19 Şubat 2011 Cumartesi

  100 gr un, 40 gr şeker, yarım paket kabartma tozu, yarım paket vanilya, 1 yumurta, 100 gr süt, 40 gr kaymak ve üzerine alabildiğince akçaağaç şurubu..Pancake..

  Ayşegül yıllardır aynı model topuz saçları ve harika pancakeleriyle tanınır. Devrik bir prenses sanır kendini. narin, kırılgan, hassas ve incedir. Beden olarak da incedir. Uzun ince bacakları, toplu iğne kadar küçük memeleri, kocaman gözleri olan biridir. Mutfağının raflarında elleriyle yaptığı taze meyvelerden reçeller vardır. Kavanozların kapaklarını renkli kumaşlarla kaplar. Ayva reçeli, vişne marmeladı en favorilerindendir. Sabahlığı ve havlu terlikleriyle balkonunda öylece saatlerce oturur. Kahvesinİ sade sever ve küçük Hemingway stili defterine notlar alır. Ayrıntılar onun için çok önemlidir. Rüzgarı izler, rüzgarı dinler, yağmurda yürür, yaprakları seyreder, fotoğraflarını çekip defterine yapıştırır ve onlar hakkında yazılar yazar. Bazen içlenir Ayşegül, ağlar. Sonra sesli bir kahkaha patlatır ve bol çilekli bir dilim pancake daha yer. Ayaklarını uzatır, sırtını yaslar, yalnızlığını özgürlüğüyle karıştırdığı için kendini mutlu sanır. Ama nostaljiler, anılar, tatlı küçük tesadüfler peşini bırakmaz. Hayatında bir kez aşık olmuştur Ayşegül. Bir daha olamayacağını sandığı için onu bırakıp gidenlerin yada onun bıraktıklarının ardından çok üzülmez. Hemen toparlanır, fotoğrafları kaldırır ve o kişi hiç olmamış gibi yaşamaya devam eder. Evinin duvarlarında yüzleri olmayan siyah beyaz fotoğraflar vardır. Rivayete göredir ki bu kişiler Ayşegül'ün hayatına giren ama hayatında olmayan insanların bedenidir. Ayşegül yüzleri hatırlamanın korkunç bir tecrübe olduğunu düşündüğü için sureti olmayan fotoğraflara bakmayı tercih etmiştir. Tuhaf alışkanlıkları vardır Ayşegül'ün. Kapı kollarını çıplak elle açamaz mesela, dişlerini fırçalarken içinden 100'e kadar sayar, gözleri açık öpüşür, yemeğin tadına bakmadan tuz dökenlerle asla arkadaş olamaz, heyecanlanınca hıçkırır, utanınca burnu terler.
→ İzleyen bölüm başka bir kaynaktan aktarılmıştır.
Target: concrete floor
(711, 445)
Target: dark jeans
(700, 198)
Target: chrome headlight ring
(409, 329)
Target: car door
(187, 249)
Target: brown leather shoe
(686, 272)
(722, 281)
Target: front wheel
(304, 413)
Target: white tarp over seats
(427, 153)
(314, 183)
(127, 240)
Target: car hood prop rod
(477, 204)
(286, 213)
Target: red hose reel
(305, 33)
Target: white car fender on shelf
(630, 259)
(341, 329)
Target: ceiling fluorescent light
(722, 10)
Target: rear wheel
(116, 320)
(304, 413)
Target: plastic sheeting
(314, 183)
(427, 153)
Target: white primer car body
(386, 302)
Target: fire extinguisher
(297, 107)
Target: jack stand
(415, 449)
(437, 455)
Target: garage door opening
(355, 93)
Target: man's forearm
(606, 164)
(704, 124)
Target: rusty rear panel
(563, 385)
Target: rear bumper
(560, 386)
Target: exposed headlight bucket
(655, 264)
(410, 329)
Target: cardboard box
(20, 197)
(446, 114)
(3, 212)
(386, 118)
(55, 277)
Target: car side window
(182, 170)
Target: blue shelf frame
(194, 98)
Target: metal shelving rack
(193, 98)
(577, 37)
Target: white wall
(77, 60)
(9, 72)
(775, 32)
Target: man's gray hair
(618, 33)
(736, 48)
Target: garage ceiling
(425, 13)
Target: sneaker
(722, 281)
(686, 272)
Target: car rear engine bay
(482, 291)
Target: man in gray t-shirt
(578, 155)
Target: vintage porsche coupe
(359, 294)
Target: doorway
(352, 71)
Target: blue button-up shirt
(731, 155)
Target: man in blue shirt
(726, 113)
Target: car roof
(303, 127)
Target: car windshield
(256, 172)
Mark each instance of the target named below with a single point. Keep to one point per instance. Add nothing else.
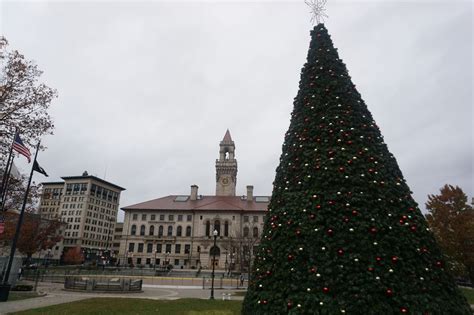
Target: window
(226, 228)
(255, 232)
(217, 227)
(208, 228)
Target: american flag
(19, 147)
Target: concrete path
(55, 295)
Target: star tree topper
(317, 10)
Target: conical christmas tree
(342, 233)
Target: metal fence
(103, 284)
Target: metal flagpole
(20, 221)
(6, 174)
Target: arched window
(215, 250)
(226, 228)
(217, 227)
(208, 228)
(255, 232)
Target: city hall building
(178, 229)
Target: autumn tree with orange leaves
(36, 234)
(451, 218)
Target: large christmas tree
(343, 234)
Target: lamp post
(213, 263)
(226, 264)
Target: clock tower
(226, 167)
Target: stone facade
(88, 205)
(178, 229)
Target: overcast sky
(148, 89)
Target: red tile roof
(226, 203)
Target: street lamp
(213, 262)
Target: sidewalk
(55, 295)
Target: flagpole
(20, 221)
(6, 174)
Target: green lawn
(142, 306)
(469, 294)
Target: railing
(103, 284)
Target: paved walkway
(55, 295)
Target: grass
(22, 295)
(469, 294)
(141, 306)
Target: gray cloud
(148, 89)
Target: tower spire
(226, 167)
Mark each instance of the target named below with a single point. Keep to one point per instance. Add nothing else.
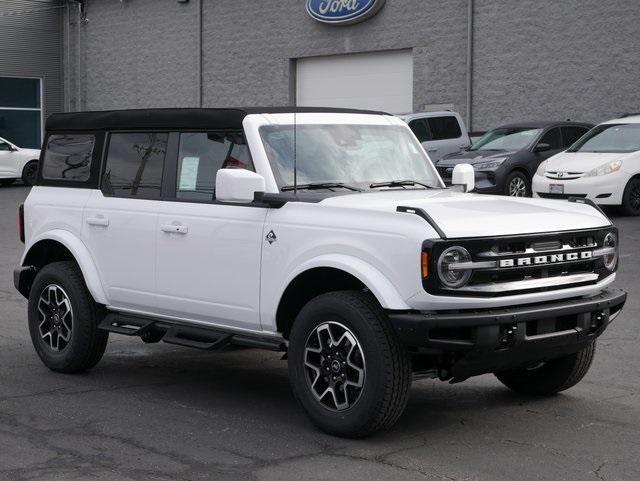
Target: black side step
(127, 325)
(183, 334)
(208, 340)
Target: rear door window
(67, 157)
(571, 134)
(420, 129)
(201, 155)
(446, 127)
(135, 163)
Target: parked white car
(440, 133)
(17, 163)
(323, 233)
(602, 166)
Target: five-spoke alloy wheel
(63, 319)
(335, 366)
(347, 367)
(56, 316)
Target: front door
(208, 253)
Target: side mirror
(464, 175)
(238, 185)
(542, 147)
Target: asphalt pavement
(162, 412)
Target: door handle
(99, 221)
(174, 229)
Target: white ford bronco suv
(323, 233)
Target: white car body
(13, 159)
(567, 172)
(361, 234)
(438, 148)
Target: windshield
(356, 155)
(610, 138)
(506, 139)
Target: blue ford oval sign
(343, 12)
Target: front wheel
(517, 185)
(347, 368)
(631, 197)
(552, 376)
(29, 172)
(63, 320)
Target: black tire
(386, 375)
(517, 185)
(552, 376)
(86, 344)
(29, 173)
(631, 197)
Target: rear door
(448, 136)
(120, 220)
(209, 253)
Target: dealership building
(494, 61)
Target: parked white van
(602, 166)
(440, 133)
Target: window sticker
(189, 173)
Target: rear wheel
(29, 172)
(63, 320)
(347, 368)
(631, 197)
(517, 185)
(550, 377)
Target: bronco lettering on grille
(546, 259)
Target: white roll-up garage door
(377, 81)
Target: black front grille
(515, 263)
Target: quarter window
(444, 127)
(571, 134)
(552, 137)
(420, 129)
(68, 157)
(135, 162)
(200, 157)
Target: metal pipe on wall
(469, 112)
(199, 63)
(78, 60)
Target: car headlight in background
(605, 169)
(450, 275)
(542, 168)
(489, 164)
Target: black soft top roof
(168, 119)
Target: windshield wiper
(400, 183)
(320, 185)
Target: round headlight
(610, 260)
(449, 275)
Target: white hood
(474, 215)
(581, 161)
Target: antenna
(295, 154)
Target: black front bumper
(487, 340)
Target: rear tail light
(21, 222)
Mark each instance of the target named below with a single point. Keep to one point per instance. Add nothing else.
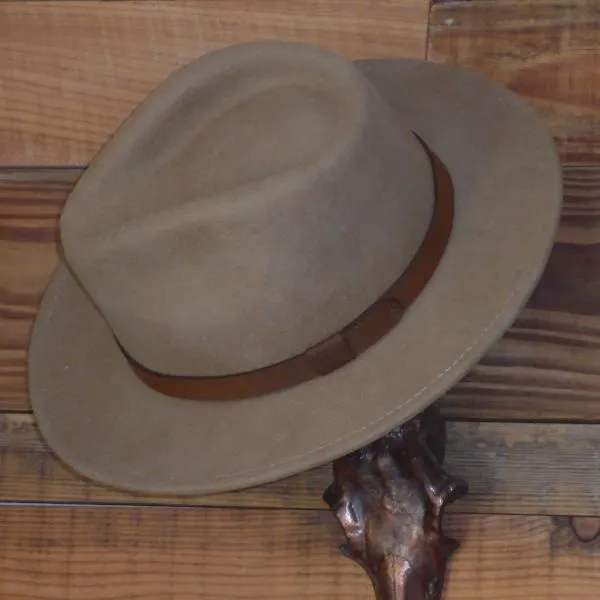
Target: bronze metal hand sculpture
(389, 497)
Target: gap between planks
(54, 553)
(545, 367)
(512, 468)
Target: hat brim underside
(105, 424)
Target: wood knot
(586, 529)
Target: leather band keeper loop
(342, 347)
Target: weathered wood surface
(151, 553)
(546, 367)
(546, 50)
(512, 468)
(72, 71)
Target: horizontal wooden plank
(151, 553)
(72, 71)
(512, 468)
(546, 367)
(545, 50)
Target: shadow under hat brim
(105, 424)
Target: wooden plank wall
(523, 424)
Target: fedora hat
(280, 256)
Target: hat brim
(105, 424)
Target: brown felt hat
(280, 256)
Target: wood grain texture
(512, 468)
(545, 50)
(159, 553)
(72, 71)
(546, 367)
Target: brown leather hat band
(342, 347)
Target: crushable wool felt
(255, 203)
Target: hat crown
(254, 204)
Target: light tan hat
(280, 256)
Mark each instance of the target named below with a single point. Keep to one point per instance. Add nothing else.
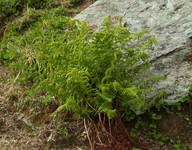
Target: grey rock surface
(171, 22)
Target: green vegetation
(89, 73)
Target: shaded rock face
(171, 22)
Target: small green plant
(90, 74)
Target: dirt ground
(21, 129)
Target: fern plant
(103, 72)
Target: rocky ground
(23, 127)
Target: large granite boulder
(171, 22)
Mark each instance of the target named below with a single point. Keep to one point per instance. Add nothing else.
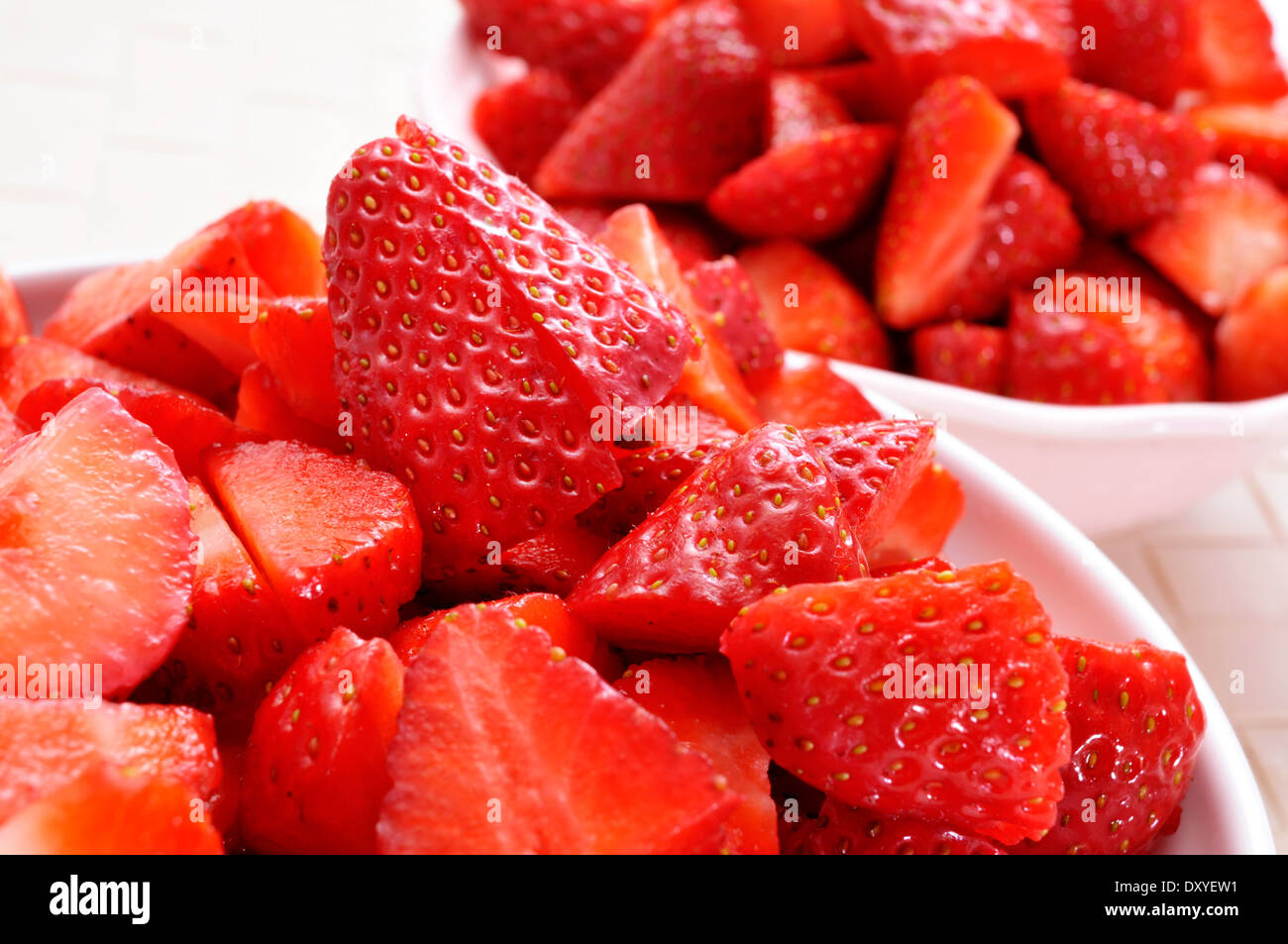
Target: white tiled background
(129, 125)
  Bir cumartesi günü Ayşegül film arşivinden Ed Wood filmi izler ve ağlar. Bu kadar kötü bir film daha önce izlememiştir ve küçük evindeki sevimli hayatı Ed Wood filmleri kadar berbat ve kötüdür. Ama olsundur, şimdiye kadar kimse onun gibi böylesine iyi pancake yapamamıştır.